PROFILE. Two huge cauldrons of what looks like thick, dark chocolate ganache sit in the windows, but there’s no sign outside Chocolee. It’s opening day, and although there’s nothing denoting this new South End chocolatier, the grapevine has been buzzing.
“We’ve had fans coming from as far as Sudbury and Natick,” says Annie Chan as she busies with trays of luscious chocolates. Fans, that is, of the store’s owner, Lee Napoli, one of Boston’s best-loved pastry chefs. A big bouquet of flowers sits on a counter. It’s from Sandrine’s Bistro in Cambridge, one of many names on Napoli’s résumé: Icarus, Maison Robert, Harvest, Umbria, Bricco, goes the veritable dining who’s-who. Sign or no sign, with Valentine’s Day here, Chocolee is sure to be off to a flying start. Lee and Annie both wear a look of “bring it on.” They pulled an all-nighter before opening, making the chocolate fresher-than-fresh — “I don’t want to add preservatives,” says Napoli wincing in disgust — chocolates that sit in the display.

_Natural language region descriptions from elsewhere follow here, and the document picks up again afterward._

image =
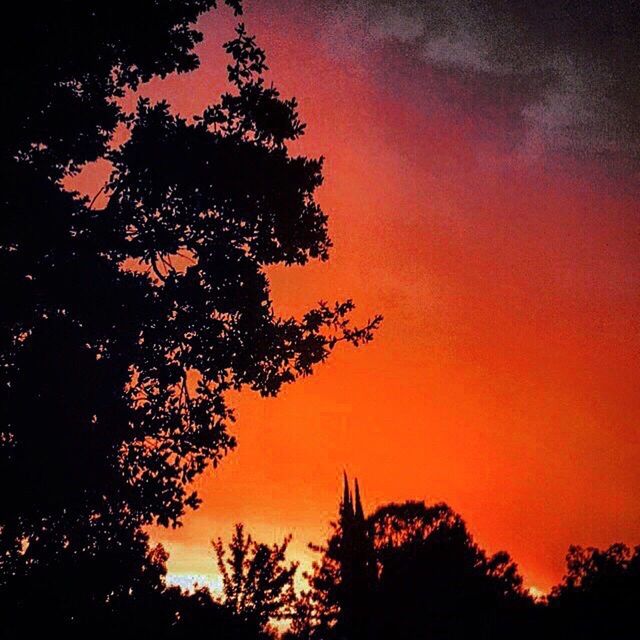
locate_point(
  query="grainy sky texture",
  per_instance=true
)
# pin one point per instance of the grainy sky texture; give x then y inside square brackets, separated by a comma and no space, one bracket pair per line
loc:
[482,186]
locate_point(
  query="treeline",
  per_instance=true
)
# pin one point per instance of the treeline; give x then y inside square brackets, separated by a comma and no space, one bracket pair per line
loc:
[406,571]
[127,317]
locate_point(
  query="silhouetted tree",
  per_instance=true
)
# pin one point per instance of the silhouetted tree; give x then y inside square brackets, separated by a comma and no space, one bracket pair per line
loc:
[257,583]
[421,575]
[599,596]
[123,328]
[436,582]
[340,599]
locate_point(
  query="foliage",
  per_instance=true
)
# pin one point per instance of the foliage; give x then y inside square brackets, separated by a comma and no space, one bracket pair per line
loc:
[124,328]
[257,583]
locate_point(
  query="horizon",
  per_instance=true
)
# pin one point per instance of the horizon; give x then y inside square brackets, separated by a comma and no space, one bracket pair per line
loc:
[492,253]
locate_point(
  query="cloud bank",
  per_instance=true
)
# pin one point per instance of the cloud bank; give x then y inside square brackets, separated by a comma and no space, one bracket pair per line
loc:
[577,62]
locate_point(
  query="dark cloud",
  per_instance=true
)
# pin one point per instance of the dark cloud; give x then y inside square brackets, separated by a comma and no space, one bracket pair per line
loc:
[580,58]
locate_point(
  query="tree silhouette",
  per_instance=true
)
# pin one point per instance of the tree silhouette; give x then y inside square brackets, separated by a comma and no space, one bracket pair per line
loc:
[340,599]
[123,328]
[410,571]
[599,596]
[436,582]
[257,584]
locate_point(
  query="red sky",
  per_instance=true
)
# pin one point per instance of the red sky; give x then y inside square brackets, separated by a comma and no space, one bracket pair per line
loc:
[504,380]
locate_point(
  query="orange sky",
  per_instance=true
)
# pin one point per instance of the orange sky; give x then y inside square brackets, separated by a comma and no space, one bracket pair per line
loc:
[504,380]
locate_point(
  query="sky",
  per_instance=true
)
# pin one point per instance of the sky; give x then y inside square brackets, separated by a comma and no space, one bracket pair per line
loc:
[481,178]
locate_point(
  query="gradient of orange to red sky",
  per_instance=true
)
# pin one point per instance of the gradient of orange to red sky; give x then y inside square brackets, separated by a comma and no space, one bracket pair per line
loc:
[504,380]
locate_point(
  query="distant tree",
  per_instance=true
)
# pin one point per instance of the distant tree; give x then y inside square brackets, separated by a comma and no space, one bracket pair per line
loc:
[421,575]
[340,600]
[257,582]
[112,582]
[599,596]
[123,327]
[436,582]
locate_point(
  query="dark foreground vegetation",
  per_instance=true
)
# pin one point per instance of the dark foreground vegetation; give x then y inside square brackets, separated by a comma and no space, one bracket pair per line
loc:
[127,318]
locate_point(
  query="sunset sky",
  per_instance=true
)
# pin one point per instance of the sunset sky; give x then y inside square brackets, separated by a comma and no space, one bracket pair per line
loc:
[481,179]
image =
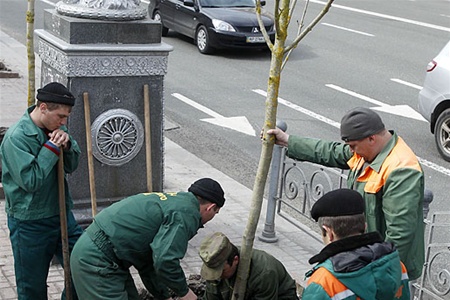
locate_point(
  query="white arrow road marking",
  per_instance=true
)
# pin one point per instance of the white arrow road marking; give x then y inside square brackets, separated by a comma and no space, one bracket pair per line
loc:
[301,109]
[399,110]
[240,124]
[424,162]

“By four,” says Napoli, “I said, ‘Let’s get at least an hour of sleep before we open.’” Chan curled up in the office, Napoli in her car.
Chocolee — no awards for deconstructing the name — is a tiny, perfect neighborhood chocolate store. Like the one in the movie “Chocolat,” it’s filled with intriguing concoctions, like a stunning Moroccan mint tea truffle (mint, green tea and biter chocolate in equally strong, heavenly blasts) and a poblano pepper truffle (hot, peppery and addictive), along with more traditional tastes, like a smooth and buttery dark and white choc truffle and milk chocolate-coated soft caramel.

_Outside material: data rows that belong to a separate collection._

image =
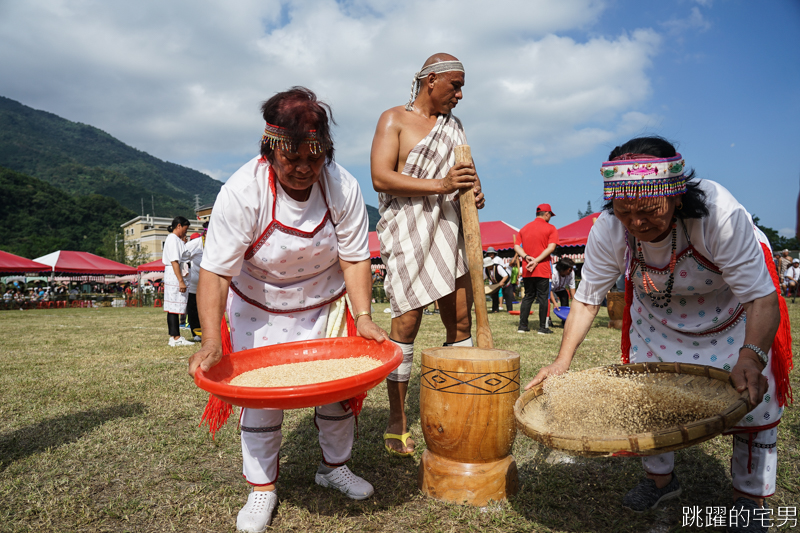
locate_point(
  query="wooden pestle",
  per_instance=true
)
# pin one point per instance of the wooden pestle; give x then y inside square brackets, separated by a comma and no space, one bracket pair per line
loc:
[471,229]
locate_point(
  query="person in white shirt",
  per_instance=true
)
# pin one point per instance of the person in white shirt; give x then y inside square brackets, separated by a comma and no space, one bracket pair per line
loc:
[497,275]
[791,277]
[194,249]
[695,267]
[287,238]
[176,296]
[562,284]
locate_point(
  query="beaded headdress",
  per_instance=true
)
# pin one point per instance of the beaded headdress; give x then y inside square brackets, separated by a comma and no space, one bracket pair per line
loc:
[643,176]
[278,137]
[441,66]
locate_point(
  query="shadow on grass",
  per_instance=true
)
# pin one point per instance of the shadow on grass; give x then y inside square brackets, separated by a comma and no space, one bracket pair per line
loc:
[58,431]
[586,495]
[394,478]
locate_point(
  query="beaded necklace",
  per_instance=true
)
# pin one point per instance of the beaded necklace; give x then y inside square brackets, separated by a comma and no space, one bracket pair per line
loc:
[659,299]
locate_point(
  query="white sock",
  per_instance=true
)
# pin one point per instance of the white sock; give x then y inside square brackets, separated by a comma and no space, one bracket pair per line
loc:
[465,343]
[403,372]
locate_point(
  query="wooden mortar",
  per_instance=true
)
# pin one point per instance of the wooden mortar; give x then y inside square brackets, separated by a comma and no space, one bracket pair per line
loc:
[467,398]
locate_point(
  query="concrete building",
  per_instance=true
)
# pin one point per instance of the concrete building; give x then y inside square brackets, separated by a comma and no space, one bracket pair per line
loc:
[147,234]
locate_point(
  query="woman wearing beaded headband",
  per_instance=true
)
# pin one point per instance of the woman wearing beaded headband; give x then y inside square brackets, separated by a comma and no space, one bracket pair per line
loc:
[695,266]
[287,236]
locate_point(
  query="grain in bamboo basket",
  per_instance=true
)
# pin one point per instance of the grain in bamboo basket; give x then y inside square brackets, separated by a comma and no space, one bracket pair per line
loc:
[703,379]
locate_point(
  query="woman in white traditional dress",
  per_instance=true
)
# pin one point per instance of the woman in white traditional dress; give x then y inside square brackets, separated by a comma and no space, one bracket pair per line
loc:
[287,239]
[695,266]
[176,296]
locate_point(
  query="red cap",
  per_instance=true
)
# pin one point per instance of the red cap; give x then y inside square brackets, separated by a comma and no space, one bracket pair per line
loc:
[545,207]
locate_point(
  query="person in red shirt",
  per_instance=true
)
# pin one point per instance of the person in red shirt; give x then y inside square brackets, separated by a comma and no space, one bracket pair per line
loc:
[539,240]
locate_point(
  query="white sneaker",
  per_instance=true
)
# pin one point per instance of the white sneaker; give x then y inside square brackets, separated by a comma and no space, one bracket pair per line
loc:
[345,481]
[180,341]
[256,515]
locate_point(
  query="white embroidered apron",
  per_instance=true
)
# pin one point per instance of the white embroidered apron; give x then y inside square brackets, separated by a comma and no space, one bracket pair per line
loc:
[704,324]
[290,289]
[288,280]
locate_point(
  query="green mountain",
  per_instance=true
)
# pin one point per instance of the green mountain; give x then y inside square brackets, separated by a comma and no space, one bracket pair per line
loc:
[84,160]
[38,218]
[93,169]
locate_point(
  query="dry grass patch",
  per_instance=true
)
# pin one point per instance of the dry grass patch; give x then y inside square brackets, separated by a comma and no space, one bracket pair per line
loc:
[98,432]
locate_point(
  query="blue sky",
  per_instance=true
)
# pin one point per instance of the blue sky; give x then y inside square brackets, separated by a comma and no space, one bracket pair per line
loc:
[552,85]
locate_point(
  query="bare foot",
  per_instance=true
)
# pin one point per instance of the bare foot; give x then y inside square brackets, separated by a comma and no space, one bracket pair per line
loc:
[396,444]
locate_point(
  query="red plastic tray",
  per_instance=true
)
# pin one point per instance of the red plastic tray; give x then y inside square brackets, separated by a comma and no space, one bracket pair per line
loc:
[217,378]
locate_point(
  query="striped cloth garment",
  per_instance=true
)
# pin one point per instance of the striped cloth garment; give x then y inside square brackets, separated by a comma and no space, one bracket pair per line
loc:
[421,241]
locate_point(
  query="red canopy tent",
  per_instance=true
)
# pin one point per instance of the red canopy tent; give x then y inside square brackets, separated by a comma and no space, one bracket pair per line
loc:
[577,233]
[496,234]
[152,266]
[65,262]
[499,235]
[19,265]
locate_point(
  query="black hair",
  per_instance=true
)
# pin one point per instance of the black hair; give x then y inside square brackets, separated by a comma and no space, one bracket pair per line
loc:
[693,201]
[177,221]
[299,111]
[565,263]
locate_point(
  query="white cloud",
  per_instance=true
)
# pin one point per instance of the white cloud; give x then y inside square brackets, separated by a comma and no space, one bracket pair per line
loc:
[183,80]
[694,22]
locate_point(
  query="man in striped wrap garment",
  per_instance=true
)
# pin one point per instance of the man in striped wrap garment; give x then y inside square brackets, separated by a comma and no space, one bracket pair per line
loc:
[413,169]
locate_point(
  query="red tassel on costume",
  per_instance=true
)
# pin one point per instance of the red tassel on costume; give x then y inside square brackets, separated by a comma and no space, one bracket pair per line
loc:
[627,322]
[352,331]
[357,402]
[781,359]
[217,412]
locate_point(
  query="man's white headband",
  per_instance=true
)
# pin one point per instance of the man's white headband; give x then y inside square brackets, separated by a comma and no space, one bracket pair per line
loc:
[441,66]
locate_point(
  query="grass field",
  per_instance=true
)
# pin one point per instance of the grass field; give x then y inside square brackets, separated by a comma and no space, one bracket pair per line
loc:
[99,432]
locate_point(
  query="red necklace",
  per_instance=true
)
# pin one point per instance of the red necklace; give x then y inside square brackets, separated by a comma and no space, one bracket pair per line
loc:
[659,299]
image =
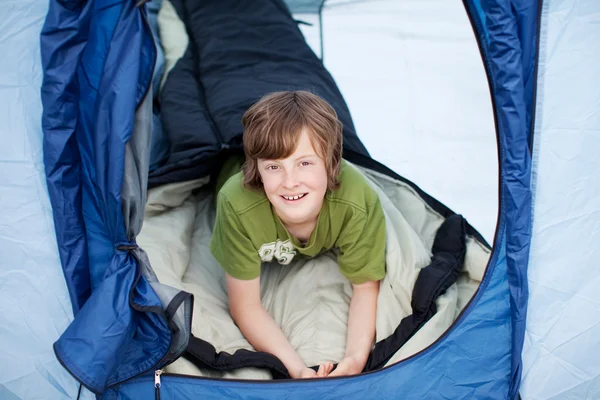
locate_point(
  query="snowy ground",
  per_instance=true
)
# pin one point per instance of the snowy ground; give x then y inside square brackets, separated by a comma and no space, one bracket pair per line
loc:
[412,75]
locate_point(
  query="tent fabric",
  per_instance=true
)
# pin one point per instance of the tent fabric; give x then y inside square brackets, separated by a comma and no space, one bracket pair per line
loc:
[35,306]
[482,347]
[225,70]
[301,297]
[561,340]
[97,166]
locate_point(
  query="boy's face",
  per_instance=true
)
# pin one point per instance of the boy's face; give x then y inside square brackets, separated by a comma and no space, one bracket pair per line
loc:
[296,185]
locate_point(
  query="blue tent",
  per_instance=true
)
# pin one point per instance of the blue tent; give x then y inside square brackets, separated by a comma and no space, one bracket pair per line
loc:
[73,190]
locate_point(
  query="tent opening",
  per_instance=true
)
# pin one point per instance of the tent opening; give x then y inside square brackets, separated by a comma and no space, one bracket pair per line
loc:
[401,70]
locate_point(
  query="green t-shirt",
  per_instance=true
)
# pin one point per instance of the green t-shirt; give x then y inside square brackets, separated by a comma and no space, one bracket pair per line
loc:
[248,231]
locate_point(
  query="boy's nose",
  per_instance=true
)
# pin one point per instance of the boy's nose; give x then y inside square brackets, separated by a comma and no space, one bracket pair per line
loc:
[290,180]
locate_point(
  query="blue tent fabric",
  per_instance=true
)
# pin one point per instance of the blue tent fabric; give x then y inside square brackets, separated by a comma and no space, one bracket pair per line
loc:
[119,332]
[61,154]
[108,46]
[508,67]
[479,370]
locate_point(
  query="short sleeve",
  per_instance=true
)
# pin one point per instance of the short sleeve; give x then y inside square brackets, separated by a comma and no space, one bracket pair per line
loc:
[230,244]
[362,246]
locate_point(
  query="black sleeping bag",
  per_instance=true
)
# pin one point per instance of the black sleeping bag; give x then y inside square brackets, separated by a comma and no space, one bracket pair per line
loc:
[238,52]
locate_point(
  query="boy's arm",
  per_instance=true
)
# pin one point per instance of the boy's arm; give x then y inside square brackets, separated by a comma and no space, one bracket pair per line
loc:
[259,328]
[361,329]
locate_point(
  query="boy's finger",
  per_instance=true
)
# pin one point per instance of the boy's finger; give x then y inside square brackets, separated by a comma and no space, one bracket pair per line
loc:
[320,371]
[329,368]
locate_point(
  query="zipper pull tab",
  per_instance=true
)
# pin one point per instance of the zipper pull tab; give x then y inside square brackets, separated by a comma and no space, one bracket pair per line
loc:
[157,374]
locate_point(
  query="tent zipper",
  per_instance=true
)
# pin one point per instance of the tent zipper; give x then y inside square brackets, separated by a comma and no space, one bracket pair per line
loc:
[157,383]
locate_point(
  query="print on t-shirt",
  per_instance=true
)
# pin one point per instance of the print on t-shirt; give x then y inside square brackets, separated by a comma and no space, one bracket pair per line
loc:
[283,251]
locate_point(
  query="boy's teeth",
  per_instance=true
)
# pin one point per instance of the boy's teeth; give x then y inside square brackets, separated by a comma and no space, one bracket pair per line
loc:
[293,197]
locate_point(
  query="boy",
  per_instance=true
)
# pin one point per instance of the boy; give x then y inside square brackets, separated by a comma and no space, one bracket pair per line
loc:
[296,196]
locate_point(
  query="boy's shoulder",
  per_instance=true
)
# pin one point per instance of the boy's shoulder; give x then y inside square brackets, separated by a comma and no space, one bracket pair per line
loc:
[354,189]
[239,197]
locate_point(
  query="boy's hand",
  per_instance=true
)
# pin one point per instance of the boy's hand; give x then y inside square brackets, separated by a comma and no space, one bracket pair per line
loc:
[304,373]
[324,369]
[348,366]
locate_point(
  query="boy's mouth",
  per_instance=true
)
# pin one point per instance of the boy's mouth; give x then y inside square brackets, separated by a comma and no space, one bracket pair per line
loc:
[294,198]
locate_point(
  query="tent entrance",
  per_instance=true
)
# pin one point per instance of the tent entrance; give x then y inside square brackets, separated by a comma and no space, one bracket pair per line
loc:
[309,299]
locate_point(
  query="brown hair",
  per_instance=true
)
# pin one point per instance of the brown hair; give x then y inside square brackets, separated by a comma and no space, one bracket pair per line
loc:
[273,125]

There’s a baker’s dozen different flavors today; those will change regularly. Big luscious truffles cost $2.25 per piece; chocolates are $40 per pound.
Now the pair has to get going on the chocolate hearts and cupid lollipops for Valentine’s. Anything for the boys, we wonder?
“Hey, we have hot pepper truffles,” chips in Chan. “How manly can you get?”
Oh, and the sign? Napoli missed the application date at city hall. But, come March, she says, there will be a sign.
Chocolee
83 Pembroke St., Boston
Tues.-Sat., 10 a.m.-7 p.m.; Sun., 10 a.m.- 6 p.m.